Secondly, as we practice Mindfulness, we become more aware of our thoughts. The mind is supposed to be used as a tool to solve problems and make important decisions. But as a consequence of busy life styles and information overload of the digital age, we are thinking non- stop, were thinking even as we sleep, with dreams just being higher forms of thought. This excessive thinking uses up a lot of vital energy and can lead us to feeling mentally fatigued and confused. Through Mindfulness we learn to notice our thoughts and self introspect, are our thoughts conscious, useful and aligned with what's important to us or are they quite random, repetitive and unconscious, are we able to make a connection of how our thoughts make us feel?. In Mindfulness we are not encouraged to judge our thoughts but just be aware of our thinking patterns, as we begin to become more aware of our thoughts this can give us a better perspective and help us to choose and manage our thoughts better.
When our mind is still, this is our precious time, this is when our mind and body can truly relax and use that time to recharge its batteries. Most our thoughts sway from our past to future like a pendulum and it can be overwhelming. Mindfulness helps us to “arrive” at the present moment, it can be truly restorative to re-connect and “just be” in the moment without the pressure of being anywhere or doing anything.
If Mindfulness is taught from a young age when we are most receptive, it can help us to feel better and enjoy life a bit more, whilst forming strong foundations for being able to manage better stressful situations in future.
We become more in tune with ourselves, are better able to control our thoughts and access that space of stillness within, even in the most challenging situations in our lives, we are naturally more present and as a result everything that we do is more effective.

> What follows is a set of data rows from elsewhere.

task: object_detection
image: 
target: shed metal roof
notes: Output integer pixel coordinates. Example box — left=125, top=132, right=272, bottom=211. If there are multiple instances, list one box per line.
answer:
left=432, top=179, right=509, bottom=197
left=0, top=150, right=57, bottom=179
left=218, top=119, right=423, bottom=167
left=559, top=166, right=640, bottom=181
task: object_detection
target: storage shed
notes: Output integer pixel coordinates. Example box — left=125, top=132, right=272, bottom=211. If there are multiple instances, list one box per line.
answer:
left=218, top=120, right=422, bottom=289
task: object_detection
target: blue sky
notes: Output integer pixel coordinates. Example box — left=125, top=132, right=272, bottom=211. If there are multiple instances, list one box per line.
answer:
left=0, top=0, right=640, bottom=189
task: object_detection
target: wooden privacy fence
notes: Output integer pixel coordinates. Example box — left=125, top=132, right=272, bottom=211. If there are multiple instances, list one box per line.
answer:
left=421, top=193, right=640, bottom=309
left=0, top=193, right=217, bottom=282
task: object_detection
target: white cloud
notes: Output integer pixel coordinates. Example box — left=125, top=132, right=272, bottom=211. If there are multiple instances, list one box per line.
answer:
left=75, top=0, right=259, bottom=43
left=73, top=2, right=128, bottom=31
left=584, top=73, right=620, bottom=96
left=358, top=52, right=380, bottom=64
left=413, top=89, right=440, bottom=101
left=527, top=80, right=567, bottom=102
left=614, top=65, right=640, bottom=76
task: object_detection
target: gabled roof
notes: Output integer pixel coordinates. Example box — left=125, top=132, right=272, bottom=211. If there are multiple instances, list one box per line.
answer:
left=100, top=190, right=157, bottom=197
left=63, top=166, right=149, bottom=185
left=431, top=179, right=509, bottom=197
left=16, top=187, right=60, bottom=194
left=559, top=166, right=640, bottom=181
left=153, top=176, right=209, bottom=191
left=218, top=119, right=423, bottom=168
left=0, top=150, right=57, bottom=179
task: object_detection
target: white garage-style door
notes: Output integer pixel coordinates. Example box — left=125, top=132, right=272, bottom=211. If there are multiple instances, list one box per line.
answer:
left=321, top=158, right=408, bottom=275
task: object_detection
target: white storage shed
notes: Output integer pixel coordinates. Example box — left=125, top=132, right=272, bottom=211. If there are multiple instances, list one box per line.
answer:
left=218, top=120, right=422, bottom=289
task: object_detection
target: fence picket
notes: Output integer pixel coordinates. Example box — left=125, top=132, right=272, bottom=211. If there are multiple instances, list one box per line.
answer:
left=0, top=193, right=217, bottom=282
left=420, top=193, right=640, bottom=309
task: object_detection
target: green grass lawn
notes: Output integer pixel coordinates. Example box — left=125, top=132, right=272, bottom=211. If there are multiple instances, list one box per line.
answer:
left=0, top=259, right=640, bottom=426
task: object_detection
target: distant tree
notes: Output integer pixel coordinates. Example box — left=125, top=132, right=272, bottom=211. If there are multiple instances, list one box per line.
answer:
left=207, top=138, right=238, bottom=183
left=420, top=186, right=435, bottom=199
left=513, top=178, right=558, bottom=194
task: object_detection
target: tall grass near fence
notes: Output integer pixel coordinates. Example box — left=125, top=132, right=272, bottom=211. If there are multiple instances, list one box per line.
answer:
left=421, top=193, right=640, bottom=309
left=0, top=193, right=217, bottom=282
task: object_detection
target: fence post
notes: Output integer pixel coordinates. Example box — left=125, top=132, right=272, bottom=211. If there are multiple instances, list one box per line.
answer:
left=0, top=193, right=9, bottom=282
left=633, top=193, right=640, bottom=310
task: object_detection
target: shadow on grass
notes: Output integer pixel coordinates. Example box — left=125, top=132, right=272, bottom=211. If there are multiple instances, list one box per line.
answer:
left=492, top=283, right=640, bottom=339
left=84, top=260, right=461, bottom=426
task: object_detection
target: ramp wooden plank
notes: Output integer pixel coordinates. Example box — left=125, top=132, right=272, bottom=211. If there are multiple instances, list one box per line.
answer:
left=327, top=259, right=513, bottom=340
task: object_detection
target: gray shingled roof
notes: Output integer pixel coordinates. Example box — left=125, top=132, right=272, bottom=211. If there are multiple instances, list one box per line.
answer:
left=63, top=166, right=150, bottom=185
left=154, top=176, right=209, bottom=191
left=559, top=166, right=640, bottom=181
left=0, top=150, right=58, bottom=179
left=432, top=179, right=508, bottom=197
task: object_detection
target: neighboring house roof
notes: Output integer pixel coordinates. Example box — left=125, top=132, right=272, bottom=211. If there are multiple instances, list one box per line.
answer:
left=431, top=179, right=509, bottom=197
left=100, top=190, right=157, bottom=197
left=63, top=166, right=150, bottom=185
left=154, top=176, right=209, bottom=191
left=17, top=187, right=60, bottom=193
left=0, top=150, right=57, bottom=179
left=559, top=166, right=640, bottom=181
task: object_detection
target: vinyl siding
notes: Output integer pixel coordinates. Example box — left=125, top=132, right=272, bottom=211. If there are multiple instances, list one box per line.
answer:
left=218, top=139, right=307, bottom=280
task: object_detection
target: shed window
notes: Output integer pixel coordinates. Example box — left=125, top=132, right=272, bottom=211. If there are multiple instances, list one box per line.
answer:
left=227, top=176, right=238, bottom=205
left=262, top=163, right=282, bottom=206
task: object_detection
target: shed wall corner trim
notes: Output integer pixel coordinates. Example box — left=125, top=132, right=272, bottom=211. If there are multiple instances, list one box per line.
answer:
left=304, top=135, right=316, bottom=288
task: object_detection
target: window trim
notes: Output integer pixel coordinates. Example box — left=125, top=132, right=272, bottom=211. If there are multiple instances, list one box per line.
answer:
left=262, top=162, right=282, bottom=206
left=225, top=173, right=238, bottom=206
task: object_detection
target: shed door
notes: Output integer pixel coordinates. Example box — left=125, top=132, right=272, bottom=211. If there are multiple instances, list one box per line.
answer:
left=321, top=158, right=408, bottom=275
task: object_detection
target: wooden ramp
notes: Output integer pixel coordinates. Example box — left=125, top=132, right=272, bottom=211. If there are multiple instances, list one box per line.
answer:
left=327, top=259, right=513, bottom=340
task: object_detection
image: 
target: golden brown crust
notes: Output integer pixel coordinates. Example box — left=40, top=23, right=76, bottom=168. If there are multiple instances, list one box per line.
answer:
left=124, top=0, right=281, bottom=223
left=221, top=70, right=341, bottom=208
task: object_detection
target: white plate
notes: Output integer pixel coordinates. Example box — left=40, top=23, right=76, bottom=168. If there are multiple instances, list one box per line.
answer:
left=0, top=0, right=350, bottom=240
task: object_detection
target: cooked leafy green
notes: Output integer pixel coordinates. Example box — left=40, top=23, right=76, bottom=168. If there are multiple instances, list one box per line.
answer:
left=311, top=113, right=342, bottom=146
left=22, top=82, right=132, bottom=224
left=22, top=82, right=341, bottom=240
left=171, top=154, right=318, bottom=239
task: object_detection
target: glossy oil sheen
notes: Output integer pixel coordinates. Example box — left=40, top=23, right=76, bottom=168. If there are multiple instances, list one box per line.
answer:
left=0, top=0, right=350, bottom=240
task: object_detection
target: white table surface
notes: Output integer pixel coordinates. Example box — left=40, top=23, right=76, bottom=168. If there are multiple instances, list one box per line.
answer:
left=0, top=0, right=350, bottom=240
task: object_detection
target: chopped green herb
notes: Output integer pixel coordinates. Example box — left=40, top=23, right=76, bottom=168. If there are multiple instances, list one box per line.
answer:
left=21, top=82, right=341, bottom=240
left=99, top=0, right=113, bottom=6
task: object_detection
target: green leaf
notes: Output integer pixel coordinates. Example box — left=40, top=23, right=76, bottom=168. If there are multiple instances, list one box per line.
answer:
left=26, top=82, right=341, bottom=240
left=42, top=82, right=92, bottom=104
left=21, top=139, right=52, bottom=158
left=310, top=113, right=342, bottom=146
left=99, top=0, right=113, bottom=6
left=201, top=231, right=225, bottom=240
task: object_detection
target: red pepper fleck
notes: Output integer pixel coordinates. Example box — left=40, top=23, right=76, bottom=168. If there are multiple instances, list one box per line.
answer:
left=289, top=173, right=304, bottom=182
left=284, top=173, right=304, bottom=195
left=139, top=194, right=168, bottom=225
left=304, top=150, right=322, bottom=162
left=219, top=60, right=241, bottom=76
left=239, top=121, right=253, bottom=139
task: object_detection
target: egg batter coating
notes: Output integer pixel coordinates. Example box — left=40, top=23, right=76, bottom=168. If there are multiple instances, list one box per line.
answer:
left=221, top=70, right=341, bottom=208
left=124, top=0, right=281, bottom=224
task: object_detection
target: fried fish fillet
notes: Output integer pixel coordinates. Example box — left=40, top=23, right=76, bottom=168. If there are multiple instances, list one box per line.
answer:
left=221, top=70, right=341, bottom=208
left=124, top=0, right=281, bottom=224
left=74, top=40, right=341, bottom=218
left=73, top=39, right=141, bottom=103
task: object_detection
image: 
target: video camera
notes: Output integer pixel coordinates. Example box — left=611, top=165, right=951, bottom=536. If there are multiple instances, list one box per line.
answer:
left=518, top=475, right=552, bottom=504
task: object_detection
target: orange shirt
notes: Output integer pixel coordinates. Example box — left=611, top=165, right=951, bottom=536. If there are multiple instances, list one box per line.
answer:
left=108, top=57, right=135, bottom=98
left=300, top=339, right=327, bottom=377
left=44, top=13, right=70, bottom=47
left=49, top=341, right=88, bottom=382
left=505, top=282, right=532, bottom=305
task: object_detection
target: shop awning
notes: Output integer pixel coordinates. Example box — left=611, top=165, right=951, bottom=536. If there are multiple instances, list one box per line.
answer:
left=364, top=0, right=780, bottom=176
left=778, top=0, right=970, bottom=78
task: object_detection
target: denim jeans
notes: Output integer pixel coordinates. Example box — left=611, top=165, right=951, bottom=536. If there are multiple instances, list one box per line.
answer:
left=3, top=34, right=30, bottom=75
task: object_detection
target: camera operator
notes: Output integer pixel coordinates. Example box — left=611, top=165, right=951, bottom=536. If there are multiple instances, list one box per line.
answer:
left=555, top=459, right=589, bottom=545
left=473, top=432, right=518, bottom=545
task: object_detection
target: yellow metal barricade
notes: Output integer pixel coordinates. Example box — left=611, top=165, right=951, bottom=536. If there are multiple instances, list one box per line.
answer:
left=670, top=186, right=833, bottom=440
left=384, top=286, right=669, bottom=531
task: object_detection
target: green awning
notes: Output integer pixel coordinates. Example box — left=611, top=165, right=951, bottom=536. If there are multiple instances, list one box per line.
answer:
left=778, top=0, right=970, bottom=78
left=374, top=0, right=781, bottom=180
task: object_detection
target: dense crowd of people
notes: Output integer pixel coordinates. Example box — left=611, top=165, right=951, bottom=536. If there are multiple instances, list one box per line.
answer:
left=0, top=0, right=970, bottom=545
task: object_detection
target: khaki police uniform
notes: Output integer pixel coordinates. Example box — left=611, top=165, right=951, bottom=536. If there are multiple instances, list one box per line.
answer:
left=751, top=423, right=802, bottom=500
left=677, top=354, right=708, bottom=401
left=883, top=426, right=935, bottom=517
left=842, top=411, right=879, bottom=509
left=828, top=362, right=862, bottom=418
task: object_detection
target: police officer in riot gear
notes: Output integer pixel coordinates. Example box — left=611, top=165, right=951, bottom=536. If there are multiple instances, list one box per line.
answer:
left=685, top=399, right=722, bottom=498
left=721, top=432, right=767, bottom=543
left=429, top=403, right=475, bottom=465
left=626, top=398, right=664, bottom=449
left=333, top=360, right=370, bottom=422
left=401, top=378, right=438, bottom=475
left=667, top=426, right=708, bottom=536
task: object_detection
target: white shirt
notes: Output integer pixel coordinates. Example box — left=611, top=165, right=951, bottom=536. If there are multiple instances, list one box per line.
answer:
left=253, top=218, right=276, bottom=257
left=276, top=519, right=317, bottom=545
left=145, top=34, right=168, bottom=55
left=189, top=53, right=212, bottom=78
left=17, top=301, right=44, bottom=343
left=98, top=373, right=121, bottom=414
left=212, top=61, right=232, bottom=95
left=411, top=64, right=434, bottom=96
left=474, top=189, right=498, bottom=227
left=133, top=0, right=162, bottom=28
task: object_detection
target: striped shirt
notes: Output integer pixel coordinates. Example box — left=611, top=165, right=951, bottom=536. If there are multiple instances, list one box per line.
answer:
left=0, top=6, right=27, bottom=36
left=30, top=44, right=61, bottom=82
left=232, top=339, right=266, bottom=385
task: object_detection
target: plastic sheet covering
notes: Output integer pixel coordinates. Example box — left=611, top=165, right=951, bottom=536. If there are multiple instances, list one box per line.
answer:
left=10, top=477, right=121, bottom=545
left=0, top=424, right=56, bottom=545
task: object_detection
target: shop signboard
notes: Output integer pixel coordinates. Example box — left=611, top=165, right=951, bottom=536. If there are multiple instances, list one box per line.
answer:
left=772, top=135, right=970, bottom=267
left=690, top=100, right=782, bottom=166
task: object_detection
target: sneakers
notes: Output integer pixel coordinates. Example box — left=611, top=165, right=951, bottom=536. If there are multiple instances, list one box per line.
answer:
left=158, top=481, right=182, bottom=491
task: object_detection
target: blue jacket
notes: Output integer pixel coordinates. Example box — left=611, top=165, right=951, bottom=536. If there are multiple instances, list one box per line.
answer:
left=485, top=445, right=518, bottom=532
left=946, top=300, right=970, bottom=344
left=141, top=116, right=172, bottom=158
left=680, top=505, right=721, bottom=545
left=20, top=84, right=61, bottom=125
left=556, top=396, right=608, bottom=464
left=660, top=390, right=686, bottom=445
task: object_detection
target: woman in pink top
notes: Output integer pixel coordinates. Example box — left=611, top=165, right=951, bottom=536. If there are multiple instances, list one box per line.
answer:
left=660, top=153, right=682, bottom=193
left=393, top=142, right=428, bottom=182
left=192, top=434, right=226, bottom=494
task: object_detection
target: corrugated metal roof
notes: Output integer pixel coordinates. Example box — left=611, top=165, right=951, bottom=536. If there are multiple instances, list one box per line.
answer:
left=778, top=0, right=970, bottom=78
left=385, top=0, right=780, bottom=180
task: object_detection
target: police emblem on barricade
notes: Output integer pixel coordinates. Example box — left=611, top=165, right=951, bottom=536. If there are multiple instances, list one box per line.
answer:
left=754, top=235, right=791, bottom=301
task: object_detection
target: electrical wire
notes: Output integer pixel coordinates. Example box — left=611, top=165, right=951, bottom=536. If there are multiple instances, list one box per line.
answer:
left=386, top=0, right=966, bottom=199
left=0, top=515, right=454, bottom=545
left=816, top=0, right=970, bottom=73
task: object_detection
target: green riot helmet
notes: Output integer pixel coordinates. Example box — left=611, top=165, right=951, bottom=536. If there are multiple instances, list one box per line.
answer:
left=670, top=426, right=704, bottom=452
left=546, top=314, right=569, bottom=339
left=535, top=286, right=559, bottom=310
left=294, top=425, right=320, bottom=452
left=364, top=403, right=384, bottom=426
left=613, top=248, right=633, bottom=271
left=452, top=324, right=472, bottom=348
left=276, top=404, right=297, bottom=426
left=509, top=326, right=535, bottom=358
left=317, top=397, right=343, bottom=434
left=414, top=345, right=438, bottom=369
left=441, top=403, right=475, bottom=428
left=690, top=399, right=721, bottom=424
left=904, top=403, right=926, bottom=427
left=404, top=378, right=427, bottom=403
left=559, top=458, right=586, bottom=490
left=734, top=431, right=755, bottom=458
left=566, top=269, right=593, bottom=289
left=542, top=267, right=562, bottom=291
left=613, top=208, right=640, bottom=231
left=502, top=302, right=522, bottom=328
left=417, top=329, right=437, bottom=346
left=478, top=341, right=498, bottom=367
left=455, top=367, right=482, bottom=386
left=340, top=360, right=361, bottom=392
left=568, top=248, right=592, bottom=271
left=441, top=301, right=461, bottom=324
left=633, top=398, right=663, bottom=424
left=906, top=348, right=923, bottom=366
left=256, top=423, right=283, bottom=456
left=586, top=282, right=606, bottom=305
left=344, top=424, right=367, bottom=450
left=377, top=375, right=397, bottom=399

There is an inner joy and pleasantness associated with being able to relax, not just physically but also mentally.
When our mind is more still and focused it can help us to access creative intelligence within that is beyond our limiting thoughts, which can be associated with releasing our full potential.
Dalai Lama has said:
“If every 8 year old in the world is taught meditation, we will eliminate violence from the world within generation” (https://www.dalailama.com)
As if more motivation is needed to practice Meditation after that statement.
We are truly inspired to share simple Mindfulness techniques in all our School programs.